Technical and System Design Considerations
At a high-level, we envisioned our system of agents to interact with each other through the following diagram. Should there be scaling issues, our usage of LLMs could be consolidated to reduce needs for processing power through the tailored design of Small Language Models should the Consumer Reports engineering team be cost-constrained with respect to processing power.
The Results
Final Product Description
Fairplay is a system of AI models that interact to create one holistic AI Agent for consumers trying to resolve disputes with product or service companies. It can support customer disputes with companies involving any good or service. The product relies on existing bank of data that Consumer Reports has already gathered over the course of their operations on consumer behavior, optimal company support channels and product or company policies such as, but not limited to: Warranties, Rebates, Returns, Recalls or Benefits. Through using the product and associated agentic services, users can reduce cognitive load, emotional strain, time investment and financial costs associated with resolving disputes with businesses and existing customer support channels. Our product meets users in the moment throughout the purchase and post-purchase phases of their customer journey for any product or service. Simultaneously, by feeding data into Consumer Reports' CR Data Intelligence product, we could also improve the value of the data services that this B2B product provides to partnering businesses, thereby leveraging synergies to expand the revenue streams from CR Data Intelligence and other Consumer Reports products, such as Billshark.
Omni-Channel Support
Through our development testing and market research, we realized that customers needed to be supported across different communication channels in order to mediate disputes with their product or service companies. As such, we developed a final product with a variety of features to meet user needs in the moment, whether it is through iOS iMessage plug-ins, voice interactions on calls or real-time policy tips.
Other MVP Features
Aside from supporting all channels of customer support through our agent's voice and text-based interactions, we also included the following features that were extrapolated from the findings in our prototyping and research phases.
MVP and Product Roadmap
Given our research and our consideration of the engineering and product development work already done on the AskCR product, we came up with the following proposed roadmap to continue our work and integrate it into AskCR's roadmap. We considered the AskCR roadmap given Consumer Reports' intention to expand its use case from the pre-purchase phase into the purchase and post-purchase portions of the customer journey.
Video Demos
Included are some video demos of our product and some sample use cases.

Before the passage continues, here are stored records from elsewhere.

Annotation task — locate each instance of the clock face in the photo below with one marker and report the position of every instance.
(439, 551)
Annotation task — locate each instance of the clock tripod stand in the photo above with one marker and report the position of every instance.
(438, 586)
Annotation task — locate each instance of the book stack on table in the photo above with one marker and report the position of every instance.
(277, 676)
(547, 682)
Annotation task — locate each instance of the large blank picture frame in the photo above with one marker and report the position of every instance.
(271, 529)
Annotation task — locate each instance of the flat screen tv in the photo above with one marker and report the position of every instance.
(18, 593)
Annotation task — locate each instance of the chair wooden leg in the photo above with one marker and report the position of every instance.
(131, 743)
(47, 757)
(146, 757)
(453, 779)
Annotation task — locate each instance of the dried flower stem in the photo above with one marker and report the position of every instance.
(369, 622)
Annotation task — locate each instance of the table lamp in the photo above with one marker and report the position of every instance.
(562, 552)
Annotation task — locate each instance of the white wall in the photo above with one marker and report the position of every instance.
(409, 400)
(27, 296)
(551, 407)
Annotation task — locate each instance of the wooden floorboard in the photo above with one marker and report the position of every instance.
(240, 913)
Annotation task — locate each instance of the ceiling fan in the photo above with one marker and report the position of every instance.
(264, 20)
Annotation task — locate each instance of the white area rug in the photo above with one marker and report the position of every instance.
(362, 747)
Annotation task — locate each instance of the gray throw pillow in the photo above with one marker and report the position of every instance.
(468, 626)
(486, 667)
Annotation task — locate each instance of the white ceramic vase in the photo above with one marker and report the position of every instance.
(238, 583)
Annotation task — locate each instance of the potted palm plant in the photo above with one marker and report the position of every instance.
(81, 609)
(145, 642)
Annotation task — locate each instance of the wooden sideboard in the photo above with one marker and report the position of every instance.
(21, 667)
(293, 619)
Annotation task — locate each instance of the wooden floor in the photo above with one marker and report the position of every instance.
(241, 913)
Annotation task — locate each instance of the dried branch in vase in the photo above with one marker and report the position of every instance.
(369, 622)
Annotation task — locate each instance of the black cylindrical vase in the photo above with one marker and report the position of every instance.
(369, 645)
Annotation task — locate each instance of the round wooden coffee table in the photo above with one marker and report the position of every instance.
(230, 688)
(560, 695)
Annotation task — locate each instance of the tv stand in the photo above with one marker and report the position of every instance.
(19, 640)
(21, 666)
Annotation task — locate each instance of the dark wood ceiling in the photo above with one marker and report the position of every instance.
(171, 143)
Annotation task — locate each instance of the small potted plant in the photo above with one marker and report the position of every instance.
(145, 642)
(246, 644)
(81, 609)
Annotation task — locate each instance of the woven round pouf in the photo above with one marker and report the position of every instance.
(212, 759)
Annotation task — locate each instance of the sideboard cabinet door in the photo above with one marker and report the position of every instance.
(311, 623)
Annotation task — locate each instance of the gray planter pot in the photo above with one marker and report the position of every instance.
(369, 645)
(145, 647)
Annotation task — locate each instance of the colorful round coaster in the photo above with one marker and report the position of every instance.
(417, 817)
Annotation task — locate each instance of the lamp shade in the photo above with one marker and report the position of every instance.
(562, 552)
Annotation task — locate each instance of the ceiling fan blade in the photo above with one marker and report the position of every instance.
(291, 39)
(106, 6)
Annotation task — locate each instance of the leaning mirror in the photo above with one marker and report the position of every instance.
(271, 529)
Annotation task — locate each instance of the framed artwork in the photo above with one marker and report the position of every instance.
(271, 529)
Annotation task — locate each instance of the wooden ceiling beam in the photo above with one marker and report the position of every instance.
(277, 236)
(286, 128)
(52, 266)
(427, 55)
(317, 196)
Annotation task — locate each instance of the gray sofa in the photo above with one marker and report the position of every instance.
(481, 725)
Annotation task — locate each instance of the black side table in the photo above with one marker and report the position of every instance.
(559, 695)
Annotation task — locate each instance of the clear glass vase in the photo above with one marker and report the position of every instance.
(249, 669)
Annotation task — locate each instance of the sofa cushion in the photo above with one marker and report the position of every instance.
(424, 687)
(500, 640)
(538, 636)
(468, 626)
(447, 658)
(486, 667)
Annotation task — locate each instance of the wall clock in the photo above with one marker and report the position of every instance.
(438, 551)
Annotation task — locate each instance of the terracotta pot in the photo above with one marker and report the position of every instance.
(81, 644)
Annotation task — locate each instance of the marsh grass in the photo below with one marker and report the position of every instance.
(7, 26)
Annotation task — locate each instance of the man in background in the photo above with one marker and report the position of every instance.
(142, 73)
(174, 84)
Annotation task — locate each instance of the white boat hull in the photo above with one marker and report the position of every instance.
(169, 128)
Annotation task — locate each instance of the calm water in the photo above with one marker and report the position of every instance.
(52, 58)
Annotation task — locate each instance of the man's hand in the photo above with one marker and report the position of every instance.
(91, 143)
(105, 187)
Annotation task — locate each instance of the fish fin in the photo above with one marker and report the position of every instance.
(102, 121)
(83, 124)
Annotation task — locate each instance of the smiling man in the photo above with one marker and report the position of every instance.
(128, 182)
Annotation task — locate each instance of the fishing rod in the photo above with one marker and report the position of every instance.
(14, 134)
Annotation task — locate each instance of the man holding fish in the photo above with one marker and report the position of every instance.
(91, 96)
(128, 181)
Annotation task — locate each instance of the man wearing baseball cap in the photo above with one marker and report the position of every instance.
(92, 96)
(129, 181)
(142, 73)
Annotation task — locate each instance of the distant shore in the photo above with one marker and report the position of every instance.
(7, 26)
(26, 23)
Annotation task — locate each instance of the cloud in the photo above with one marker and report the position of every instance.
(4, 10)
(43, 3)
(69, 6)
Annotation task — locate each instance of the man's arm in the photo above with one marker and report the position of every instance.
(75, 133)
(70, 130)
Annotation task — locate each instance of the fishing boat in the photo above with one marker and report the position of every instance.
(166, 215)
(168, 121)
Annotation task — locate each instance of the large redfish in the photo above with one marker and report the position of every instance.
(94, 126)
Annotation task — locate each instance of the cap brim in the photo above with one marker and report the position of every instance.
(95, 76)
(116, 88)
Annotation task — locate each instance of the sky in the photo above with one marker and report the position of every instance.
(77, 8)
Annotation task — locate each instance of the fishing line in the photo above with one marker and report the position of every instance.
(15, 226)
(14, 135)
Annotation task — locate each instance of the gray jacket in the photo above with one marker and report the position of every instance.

Meeting Client Expectations
So far, some major accomplishments for us was Consumer Reports renewing their Capstone contract for CMU in advance, as a result of the strong impression that we left. Another key accomplishment was that, based on our co-design session and work in the first half of the project, Consumer Reports volunteered software engineers and developers to help us build out our final deliverable. This was not a commitment that they made within the scope of the original contract, demonstrating the value that they see in our work.
Lastly, they published all of our work as part of their official Innovation Lab blog series.